Starting Point: New Devices, New Spare Parts, but No History
A typical supply-chain use case is the planning of spare parts for new appliances. Existing SAP-supported forecasting procedures often work well for established items. The challenge starts with new devices.
New devices create new spare parts. For these parts, there is initially no consumption history. Classical forecasting methods therefore deliver hardly any reliable demand values. At the same time, parts often need to be ordered early because replenishment times can run for several months.
If you plan too low, you risk out-of-stock situations immediately after product launch. If you plan too high, you tie up capital in the wrong parts.
“The real difficulty was not the forecast itself, but the question of which existing part would behave like a new one.”
Requirements for the Solution
- reliable initial forecasts for new spare parts
- understandable recommendations for planners
- use of existing product and BOM data
- start alongside the existing SAP landscape
- scalable and integrable later
The Real Challenge: Understanding Similarity Instead of History
The central question was not simply:
“How do we forecast new spare parts?”
But rather:
“Which existing part is likely to behave similarly to a new part, even though this new part has never existed before?”
To answer this, the solution must do more than apply classical item-number logic. It needs to understand:
- in which existing devices similar parts were installed
- which role a part plays within the bill of materials
- which names, descriptions, and product structures point to functional similarity
- which historical consumption patterns similar parts have shown
- how large the installed base of the devices was in which these parts appeared
- which failure rate can be derived from that
That is exactly what makes this a specialized forecasting case.

Solution: A Specialized Forecasting Layer with BOM Matching and Proxy Logic
One possible solution path is a dedicated forecasting layer alongside SAP that can later be integrated.
At its core, the system analyzes the bills of materials of new appliances and compares them with existing devices. It combines structural information from the BOM with semantic matching based on names, descriptions, product groups, and hierarchies.
The goal is to identify a historical proxy part or a group of similar parts. Their historical consumption serves as the reference for new spare parts.
On this basis, an initial failure rate is calculated:
- historical consumption of similar parts
- relative to the number of devices, or the demand for devices, in which these parts were installed
This rate is then transferred to the expected sales of the new appliances. In this way, an initial forecast is created even before any demand history of its own exists.

What Planners See: No Black Box, but Reasoned Recommendations
The solution does not simply deliver a number. It shows planners:
- which existing part was proposed as the proxy
- why this part was classified as similar
- which historical consumption data was taken into account
- which failure rate was derived
- which initial quantity is recommended
- which uncertainty is associated with the recommendation
The final decision intentionally remains with the planner. AI provides evidence, comparison logic, and suggestions. The human retains responsibility.
Why This Is Not an Excel Case
The domain idea is plausible, but it is not operationally scalable by hand.
Bills of materials, item metadata, appliance histories, spare-part consumption, product descriptions, hierarchies, and new sales plans all need to be connected. With tens of thousands of spare parts, many device variants, and multiple planners, this becomes a search and evaluation problem that Excel cannot solve robustly, transparently, and repeatedly.

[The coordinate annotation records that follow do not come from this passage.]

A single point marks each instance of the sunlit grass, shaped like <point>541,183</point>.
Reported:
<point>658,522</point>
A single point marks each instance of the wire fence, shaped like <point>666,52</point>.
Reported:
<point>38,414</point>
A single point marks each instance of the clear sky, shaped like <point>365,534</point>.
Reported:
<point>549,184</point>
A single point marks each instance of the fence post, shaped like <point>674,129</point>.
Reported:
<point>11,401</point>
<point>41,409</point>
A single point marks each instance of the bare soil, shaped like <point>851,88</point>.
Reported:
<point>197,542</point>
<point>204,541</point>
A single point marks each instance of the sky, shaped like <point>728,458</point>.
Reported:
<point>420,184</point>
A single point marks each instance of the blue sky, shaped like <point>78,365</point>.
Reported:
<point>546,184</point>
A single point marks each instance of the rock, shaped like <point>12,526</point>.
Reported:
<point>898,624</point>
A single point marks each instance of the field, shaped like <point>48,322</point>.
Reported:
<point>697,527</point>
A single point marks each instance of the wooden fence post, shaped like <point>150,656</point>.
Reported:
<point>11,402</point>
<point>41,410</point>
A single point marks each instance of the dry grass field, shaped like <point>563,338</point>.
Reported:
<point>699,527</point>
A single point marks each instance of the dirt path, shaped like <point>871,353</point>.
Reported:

That is where the value emerges: a good domain idea turns into a productive, data-driven decision process.
Result: Making Cold Start Plannable
This kind of use case shows how the special case of new spare parts can be modeled in a methodologically sound way:
- Better initial planning: New spare parts are no longer estimated only broadly or manually, but derived from historical similarities and failure rates.
- Lower out-of-stock risk: Especially with long lead times, a reliable planning basis emerges much earlier.
- More transparency for planners: Proxy logic, data basis, and derived rates remain understandable.
- Scalable process: What was previously only conceivable manually in isolated cases can be applied across many new devices and spare parts.
- System-open start: The solution initially runs separately alongside SAP and can later be integrated.
Conclusion
This use case shows by example what supplemental forecasting logic is really about: not replacing a standard system, but modeling exactly those economically critical cases cleanly that cannot be solved reliably within the standard setup.
When new products, long lead times, and missing history come together, a different logic is needed than a standard forecast. That is exactly the kind of logic that can be built with a specialized, transparent layer.